Zain (Zain Al Rafeea) tem uns 12 anos (seus pais não sabem dizer) e tamanho de 7 ou 8. Franzino, com ossos de passarinho, sempre sujo e maltrapilho, o menino — o mais velho de uma penca de irmãos — empilha caixas de refrigerante, puxa botijões de gás por quarteirões, vende suco na rua e, de maneira geral, sustenta a família. Zain tem também uma fúria dentro de si: a indignação com a miséria abjeta em que vive, e a revolta com o pai e a mãe, que não param de ter filhos e condená-los a esse mundo — e por isso mesmo, por terem-no obrigado a nascer, ele está processando os pais no tribunal. Ao qual comparece em algemas: alguma crise, possivelmente ligada à venda de sua irmã de 11 anos para um homem adulto, levou Zain a cometer um crime, pelo qual ele deve passar cinco anos preso.
Terceiro longa da libanesa Nadine Labaki, de Caramelo (2007) e E Agora Onde Vamos? (2011), Cafarnaum (Capharnaüm, Líbano/Estados Unidos, 2018), já em cartaz no país, toma seu título da cidade em que Jesus realizou muitos de seus milagres e pregações. A referência é metafórica: de mais de 500 horas filmadas, a cineasta tirou 120 minutos de uma odisseia implacável pelas favelas de Beirute, no Líbano, país aonde a chegada de mais de 1 milhão de refugiados tornou catastrófica uma situação que já era drástica. Todos os protagonistas — à exceção de Nadine, no pequeno papel da advogada do garoto — são não atores, e vivem na tela versões muito próximas de si mesmos, incluindo-se o juiz. Ninguém é mais extraordinário, no entanto, do que o refugiado sírio Zain Al Rafeea, que está em cena todo o tempo e infunde o filme com seu desespero, e com sua maturidade tristemente precoce.
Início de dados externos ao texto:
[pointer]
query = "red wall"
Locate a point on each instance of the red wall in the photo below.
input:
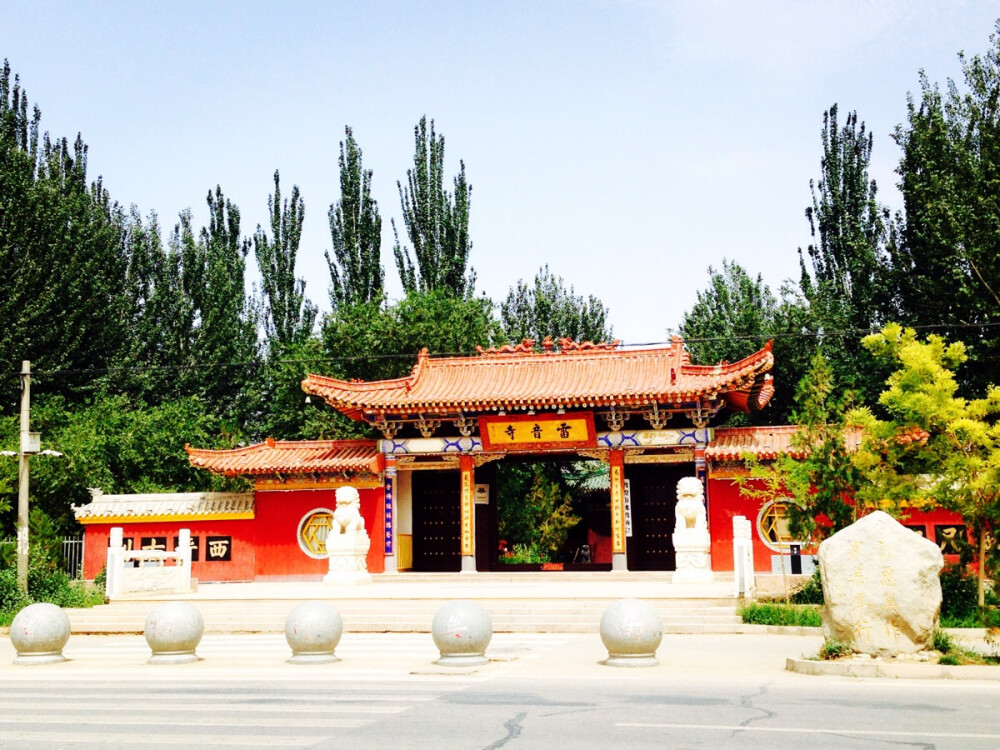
(264, 548)
(239, 568)
(725, 501)
(278, 514)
Cafarnaum convida a um lugar-comum: há, verdadeiramente, algo de materno na compaixão de Nadine — e também na ferocidade com que ela encampa a tragédia de Zain e a de Rahil (Yordanos Shiferaw), a imigrante etíope ilegal que o acolhe em certo momento e que confia ao garoto os cuidados de seu bebê. Yordanos foi presa dias depois de filmar, pelo mesmo motivo que sua personagem — falta de documentos. A desgraça, em Cafarnaum, é abissal. E sua beleza, fulminante.